No one has an easy time changing. We see people all around us making the same mistakes repeatedly. We experience this at work, at home, in our relationships and in ourselves. Regardless of where the change needs to happen, the process of change is difficult and easy for most people to avoid.

Teens resist change as much, if not more, than we do. Researchers have found that rather than criticizing teens for repeatedly making the same mistakes, parents are more effective when they ask questions that stimulate a teen’s ability to increase self-awareness. When a teen recognizes there is a problem and owns the problem, he or she is more open to using strategies that will help stop those mistakes from being made.

This process of asking questions in the interest of change is referred to as motivational interviewing. For example, when you ask an alcoholic parent how he or she wants to be viewed by a child, that parent will say the same thing we all do. He or she wants to be viewed as a good, upstanding person. Next, when you ask that alcoholic parent how he or she is actually viewed by a child, that parent will have a difficult time responding, recognizing the discrepancy between how he or she wants to be viewed and how he or she is actually viewed.

The process of asking questions that leads to a person recognizing the discrepancies between his or her ideal self and his or her actual self is called cognitive dissonance. Asking questions about a repeated pattern of mistakes creates discomfort within a person that then stimulates the change process to occur. People only change when they are uncomfortable.

When people are asked questions that result in cognitive dissonance and internal discomfort, they often will answer in a manner that affirms their ideal self, and this increases their intention to change.

Take, for example, an unhealthy eater who is asked, “Are you eating healthier?” The person may want to eat healthier, and if he or she is not, the answer is unlikely to be a simple “no.” It is more likely that the person will answer with an explanation, such as “not yet, because I haven’t had time to prepare healthy meals,” or “not yet, because I’m too focused on work.” These excuses tell the person of the intention to change, increasing the likelihood that change will occur. In addition, voicing intentions out loud to another person holds an individual more accountable and can stimulate the beginning of the change cycle.

Here are some examples of how to help teens think in a way that allows them to recognize their need to change:

If your teen is having trouble coming in on time for a curfew, ask, “Are you going to make your curfew tonight?” When the response is “yes,” it increases the likelihood that the teen will make curfew, as it highlights an intention to do the right thing.

If your teen is chronically overspending, ask, “Are you planning on sticking to the budget this month?” Pursue an affirmative answer with a question about what the action plan is and how much money he or she intends to save.

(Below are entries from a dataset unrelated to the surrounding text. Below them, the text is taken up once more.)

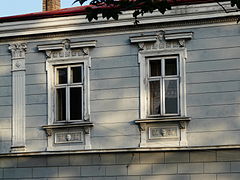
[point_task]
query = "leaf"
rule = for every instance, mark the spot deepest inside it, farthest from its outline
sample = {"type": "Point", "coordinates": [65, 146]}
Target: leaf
{"type": "Point", "coordinates": [80, 1]}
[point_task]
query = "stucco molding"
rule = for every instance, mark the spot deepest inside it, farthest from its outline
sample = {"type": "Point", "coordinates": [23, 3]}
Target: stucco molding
{"type": "Point", "coordinates": [184, 13]}
{"type": "Point", "coordinates": [18, 51]}
{"type": "Point", "coordinates": [67, 49]}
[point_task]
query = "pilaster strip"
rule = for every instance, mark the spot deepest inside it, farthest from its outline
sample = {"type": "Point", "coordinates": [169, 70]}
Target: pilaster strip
{"type": "Point", "coordinates": [18, 51]}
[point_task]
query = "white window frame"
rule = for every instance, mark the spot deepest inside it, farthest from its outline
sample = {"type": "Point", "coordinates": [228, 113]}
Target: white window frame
{"type": "Point", "coordinates": [67, 86]}
{"type": "Point", "coordinates": [51, 65]}
{"type": "Point", "coordinates": [144, 57]}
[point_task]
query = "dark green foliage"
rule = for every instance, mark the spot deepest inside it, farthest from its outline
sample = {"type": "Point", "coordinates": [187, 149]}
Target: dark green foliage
{"type": "Point", "coordinates": [113, 8]}
{"type": "Point", "coordinates": [235, 3]}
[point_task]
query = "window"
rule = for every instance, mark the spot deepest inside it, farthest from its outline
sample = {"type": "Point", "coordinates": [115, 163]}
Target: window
{"type": "Point", "coordinates": [69, 95]}
{"type": "Point", "coordinates": [68, 67]}
{"type": "Point", "coordinates": [163, 86]}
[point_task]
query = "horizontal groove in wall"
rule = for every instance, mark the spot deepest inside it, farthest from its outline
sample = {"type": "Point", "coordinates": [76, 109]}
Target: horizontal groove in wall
{"type": "Point", "coordinates": [213, 105]}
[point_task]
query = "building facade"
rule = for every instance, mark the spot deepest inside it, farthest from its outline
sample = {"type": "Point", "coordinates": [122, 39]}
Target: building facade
{"type": "Point", "coordinates": [112, 100]}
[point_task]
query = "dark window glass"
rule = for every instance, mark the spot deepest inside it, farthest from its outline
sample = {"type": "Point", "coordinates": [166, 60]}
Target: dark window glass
{"type": "Point", "coordinates": [170, 67]}
{"type": "Point", "coordinates": [62, 75]}
{"type": "Point", "coordinates": [155, 68]}
{"type": "Point", "coordinates": [171, 97]}
{"type": "Point", "coordinates": [154, 97]}
{"type": "Point", "coordinates": [76, 73]}
{"type": "Point", "coordinates": [76, 103]}
{"type": "Point", "coordinates": [61, 104]}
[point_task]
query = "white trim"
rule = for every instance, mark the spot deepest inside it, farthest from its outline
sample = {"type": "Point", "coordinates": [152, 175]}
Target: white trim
{"type": "Point", "coordinates": [79, 22]}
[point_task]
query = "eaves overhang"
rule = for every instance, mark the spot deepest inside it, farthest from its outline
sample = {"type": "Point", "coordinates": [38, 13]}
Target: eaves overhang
{"type": "Point", "coordinates": [181, 13]}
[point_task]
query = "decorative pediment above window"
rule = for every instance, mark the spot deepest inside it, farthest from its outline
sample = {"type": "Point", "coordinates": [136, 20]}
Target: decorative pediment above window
{"type": "Point", "coordinates": [67, 49]}
{"type": "Point", "coordinates": [161, 40]}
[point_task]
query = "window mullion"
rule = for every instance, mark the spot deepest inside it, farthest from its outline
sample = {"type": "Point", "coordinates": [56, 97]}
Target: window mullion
{"type": "Point", "coordinates": [67, 103]}
{"type": "Point", "coordinates": [162, 81]}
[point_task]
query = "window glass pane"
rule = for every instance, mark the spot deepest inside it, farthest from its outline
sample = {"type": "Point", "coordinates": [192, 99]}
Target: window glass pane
{"type": "Point", "coordinates": [154, 97]}
{"type": "Point", "coordinates": [62, 75]}
{"type": "Point", "coordinates": [170, 67]}
{"type": "Point", "coordinates": [76, 103]}
{"type": "Point", "coordinates": [171, 97]}
{"type": "Point", "coordinates": [76, 74]}
{"type": "Point", "coordinates": [155, 68]}
{"type": "Point", "coordinates": [61, 104]}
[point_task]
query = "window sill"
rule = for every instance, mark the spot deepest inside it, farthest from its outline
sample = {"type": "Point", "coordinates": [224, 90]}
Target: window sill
{"type": "Point", "coordinates": [163, 131]}
{"type": "Point", "coordinates": [85, 125]}
{"type": "Point", "coordinates": [182, 120]}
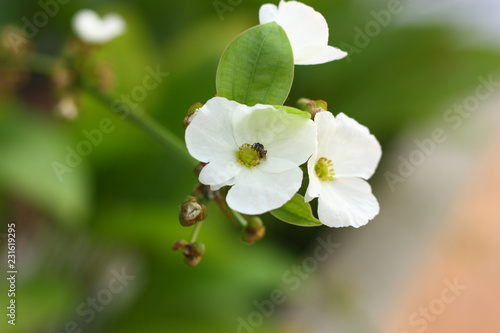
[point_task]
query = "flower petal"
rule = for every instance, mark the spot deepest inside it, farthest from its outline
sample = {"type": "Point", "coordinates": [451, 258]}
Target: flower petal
{"type": "Point", "coordinates": [317, 54]}
{"type": "Point", "coordinates": [268, 13]}
{"type": "Point", "coordinates": [256, 192]}
{"type": "Point", "coordinates": [314, 187]}
{"type": "Point", "coordinates": [349, 145]}
{"type": "Point", "coordinates": [209, 137]}
{"type": "Point", "coordinates": [303, 25]}
{"type": "Point", "coordinates": [219, 174]}
{"type": "Point", "coordinates": [289, 139]}
{"type": "Point", "coordinates": [92, 29]}
{"type": "Point", "coordinates": [346, 202]}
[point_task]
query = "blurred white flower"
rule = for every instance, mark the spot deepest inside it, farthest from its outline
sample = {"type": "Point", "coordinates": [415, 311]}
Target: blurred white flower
{"type": "Point", "coordinates": [257, 150]}
{"type": "Point", "coordinates": [306, 29]}
{"type": "Point", "coordinates": [90, 28]}
{"type": "Point", "coordinates": [346, 153]}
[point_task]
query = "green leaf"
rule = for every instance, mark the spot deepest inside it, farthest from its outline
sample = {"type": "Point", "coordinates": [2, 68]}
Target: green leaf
{"type": "Point", "coordinates": [257, 67]}
{"type": "Point", "coordinates": [297, 212]}
{"type": "Point", "coordinates": [295, 111]}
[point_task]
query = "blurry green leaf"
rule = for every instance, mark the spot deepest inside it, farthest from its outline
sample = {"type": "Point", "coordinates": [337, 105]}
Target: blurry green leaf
{"type": "Point", "coordinates": [297, 212]}
{"type": "Point", "coordinates": [291, 110]}
{"type": "Point", "coordinates": [33, 165]}
{"type": "Point", "coordinates": [257, 67]}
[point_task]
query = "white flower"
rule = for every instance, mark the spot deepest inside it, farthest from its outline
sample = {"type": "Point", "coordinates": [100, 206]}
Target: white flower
{"type": "Point", "coordinates": [90, 28]}
{"type": "Point", "coordinates": [306, 29]}
{"type": "Point", "coordinates": [257, 150]}
{"type": "Point", "coordinates": [346, 153]}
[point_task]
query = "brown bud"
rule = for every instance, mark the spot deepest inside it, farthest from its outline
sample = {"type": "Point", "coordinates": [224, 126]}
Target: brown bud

When asking questions, use these techniques:

Express empathy by using reflective listening. For example, your teen says, “I’m having trouble focusing in my classes,” and you respond, “So, you are struggling to pay attention in class.”

Illustrate the discrepancy between the teen’s goals or values and current behavior.

Avoid confrontation during questioning by using “The Columbo Approach,” based on the nonconfrontational manner of the detective in the television series “Columbo.”

Expect some resistance, and react positively and without judgment.

Encourage and empower teens to use new strategies to help them change and close the gap between their ideal selves and their real selves.

Change is never easy. Using motivational interviewing techniques will help teens gain insight into how close or far they are from their ideal selves.